Barnes thanked all his volunteers, supporters and campaign staff, and noted that the primary and general election were hard fought and that they were outspent by other campaigns every step of the way.

“I got into this race because I believe that the American dream that gave me the opportunity to stand here as lieutenant governor is a dream worth protecting and a dream worth fighting for.” Barnes said. “I believe in our working people, our family farmers, our children’s futures are absolutely worth fighting for.”
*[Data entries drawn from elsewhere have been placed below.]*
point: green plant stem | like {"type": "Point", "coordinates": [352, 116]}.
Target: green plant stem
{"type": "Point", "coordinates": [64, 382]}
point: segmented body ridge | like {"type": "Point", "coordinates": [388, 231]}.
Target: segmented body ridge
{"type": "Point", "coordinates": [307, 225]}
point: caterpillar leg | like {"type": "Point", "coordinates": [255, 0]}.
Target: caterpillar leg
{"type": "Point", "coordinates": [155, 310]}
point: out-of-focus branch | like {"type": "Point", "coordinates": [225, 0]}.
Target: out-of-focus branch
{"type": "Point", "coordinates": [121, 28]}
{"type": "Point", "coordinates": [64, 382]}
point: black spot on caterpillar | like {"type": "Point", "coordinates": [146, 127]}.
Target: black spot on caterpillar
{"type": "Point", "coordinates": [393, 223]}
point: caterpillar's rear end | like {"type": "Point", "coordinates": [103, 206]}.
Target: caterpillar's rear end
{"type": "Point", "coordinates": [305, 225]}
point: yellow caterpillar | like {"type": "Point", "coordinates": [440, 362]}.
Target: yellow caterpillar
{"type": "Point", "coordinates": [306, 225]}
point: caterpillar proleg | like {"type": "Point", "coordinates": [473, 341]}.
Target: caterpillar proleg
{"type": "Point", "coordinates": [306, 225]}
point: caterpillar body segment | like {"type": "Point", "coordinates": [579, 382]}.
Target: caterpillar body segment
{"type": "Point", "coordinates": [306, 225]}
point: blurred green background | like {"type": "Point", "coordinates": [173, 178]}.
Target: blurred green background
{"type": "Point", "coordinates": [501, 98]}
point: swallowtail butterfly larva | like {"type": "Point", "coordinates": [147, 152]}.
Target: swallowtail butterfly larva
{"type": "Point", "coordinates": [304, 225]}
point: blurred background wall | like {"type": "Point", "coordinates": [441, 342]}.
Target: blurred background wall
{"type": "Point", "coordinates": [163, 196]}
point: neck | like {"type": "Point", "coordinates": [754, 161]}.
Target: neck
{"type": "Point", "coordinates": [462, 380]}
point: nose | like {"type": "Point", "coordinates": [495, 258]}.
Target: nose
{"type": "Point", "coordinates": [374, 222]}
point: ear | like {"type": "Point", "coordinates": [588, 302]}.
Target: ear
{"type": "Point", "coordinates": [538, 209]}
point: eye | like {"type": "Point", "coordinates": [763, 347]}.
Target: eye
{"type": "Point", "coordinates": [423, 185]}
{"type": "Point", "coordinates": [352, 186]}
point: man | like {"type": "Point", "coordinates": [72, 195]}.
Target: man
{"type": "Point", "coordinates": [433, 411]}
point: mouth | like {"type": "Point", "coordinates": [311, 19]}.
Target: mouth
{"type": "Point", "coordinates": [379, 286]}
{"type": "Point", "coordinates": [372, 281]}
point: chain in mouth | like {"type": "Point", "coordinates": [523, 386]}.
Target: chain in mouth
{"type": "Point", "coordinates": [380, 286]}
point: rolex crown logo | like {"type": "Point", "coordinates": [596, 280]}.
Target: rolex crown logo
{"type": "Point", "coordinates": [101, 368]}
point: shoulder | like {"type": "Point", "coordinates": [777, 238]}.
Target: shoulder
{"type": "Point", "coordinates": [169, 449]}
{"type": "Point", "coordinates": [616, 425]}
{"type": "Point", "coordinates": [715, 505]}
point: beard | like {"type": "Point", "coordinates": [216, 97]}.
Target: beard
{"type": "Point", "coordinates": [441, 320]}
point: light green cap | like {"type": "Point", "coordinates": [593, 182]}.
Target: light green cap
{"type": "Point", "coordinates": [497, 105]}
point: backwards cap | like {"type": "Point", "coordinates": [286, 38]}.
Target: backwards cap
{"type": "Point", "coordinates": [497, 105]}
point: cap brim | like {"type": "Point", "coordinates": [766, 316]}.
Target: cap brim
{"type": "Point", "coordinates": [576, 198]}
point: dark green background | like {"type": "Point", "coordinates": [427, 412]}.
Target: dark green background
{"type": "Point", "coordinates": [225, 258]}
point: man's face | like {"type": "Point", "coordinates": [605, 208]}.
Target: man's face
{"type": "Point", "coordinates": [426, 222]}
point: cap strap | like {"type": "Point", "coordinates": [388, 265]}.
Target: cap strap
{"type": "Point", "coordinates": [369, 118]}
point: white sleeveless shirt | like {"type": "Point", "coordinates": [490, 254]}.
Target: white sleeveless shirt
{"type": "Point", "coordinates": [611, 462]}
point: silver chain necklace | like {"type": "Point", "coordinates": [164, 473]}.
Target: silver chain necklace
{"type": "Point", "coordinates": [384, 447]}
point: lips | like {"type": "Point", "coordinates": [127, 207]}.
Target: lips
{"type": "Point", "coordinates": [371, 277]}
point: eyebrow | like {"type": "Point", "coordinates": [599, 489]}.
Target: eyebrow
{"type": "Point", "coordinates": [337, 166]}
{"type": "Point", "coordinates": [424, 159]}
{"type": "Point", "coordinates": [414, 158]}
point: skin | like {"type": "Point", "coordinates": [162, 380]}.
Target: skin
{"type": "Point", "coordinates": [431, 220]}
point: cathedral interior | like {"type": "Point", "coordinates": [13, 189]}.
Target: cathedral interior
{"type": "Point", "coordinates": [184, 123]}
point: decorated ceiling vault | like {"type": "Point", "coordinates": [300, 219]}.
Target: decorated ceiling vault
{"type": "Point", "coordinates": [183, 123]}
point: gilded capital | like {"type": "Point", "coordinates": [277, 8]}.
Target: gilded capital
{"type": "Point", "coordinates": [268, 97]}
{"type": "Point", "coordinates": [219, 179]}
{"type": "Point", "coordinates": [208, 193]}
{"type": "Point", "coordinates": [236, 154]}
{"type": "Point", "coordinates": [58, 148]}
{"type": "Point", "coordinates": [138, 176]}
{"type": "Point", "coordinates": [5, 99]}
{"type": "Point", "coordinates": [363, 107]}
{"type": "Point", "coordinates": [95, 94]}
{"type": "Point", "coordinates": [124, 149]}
Barnes said he understood his supporters disappointment, adding, “I’m disappointed too, because we all deserve better. But more than that, I’m determined… This is not the time to tune out. It’s time for us to double down,” he said. “Show up like you’ve never shown up before, to make sure that Ron Johnson and every political leader knows they answer to every person in Wisconsin, not just the people they voted for.”

Barnes told supporters that he had spoken with Johnson. “And I told him the same thing that I’ve been saying all along, the thing I’ve been saying to each and every one of you since I started this campaign. I reminded him that every single person in this state deserves a chance to achieve their dreams.”

The last thing Barnes said to his supporters was, “I can honestly say that we fought the good fight. I’ve run my race and I kept the faith, and I want to thank you for having faith in me. I want to thank you all for this opportunity. Now let’s all move forward together.”

Party Chair Assesses Post-Midterm Landscape

Ben Wikler, chair of the Wisconsin Democratic Party, said that Democrats performed well in Wisconsin Tuesday with Gov. Tony Evers winning re-election and state assembly candidates blocking a Republican supermajority there. He said the Barnes campaign defied every poll and expectation in the U.S Senate race, having lost by such a narrow margin.

Wikler pointed to the massive spending on attack ads by third-party groups and said, “They flooded our state with some of the most vicious, divisive ads that our state has ever seen, and we’ve seen a lot.”

Asked by a reporter how much of a factor he thought race and racism were, Wikler said, “Ron Johnson’s campaign, and his leader and allies sought to divide Wisconsinites by race, and to provoke fear… and the level of intensity was appalling, calling Mandela Barnes different and dangerous.”

Wikler said Wisconsin will remain a “tipping-point-state” in the 2024 presidential election, that will also see Sen. Tammy Baldwin up for re-election.  Pointing to Barnes’ narrow loss as a harbinger of future victory, he said, “The fact that Mandela Barnes, in the face of a withering assault, was able to energize and turn out voters in every corner of the state says it’s a state where we can win.”

With spring elections just five months away, Wikler said, “The first and most important thing is that we don’t pack it up and go home. We keep on organizing every day.”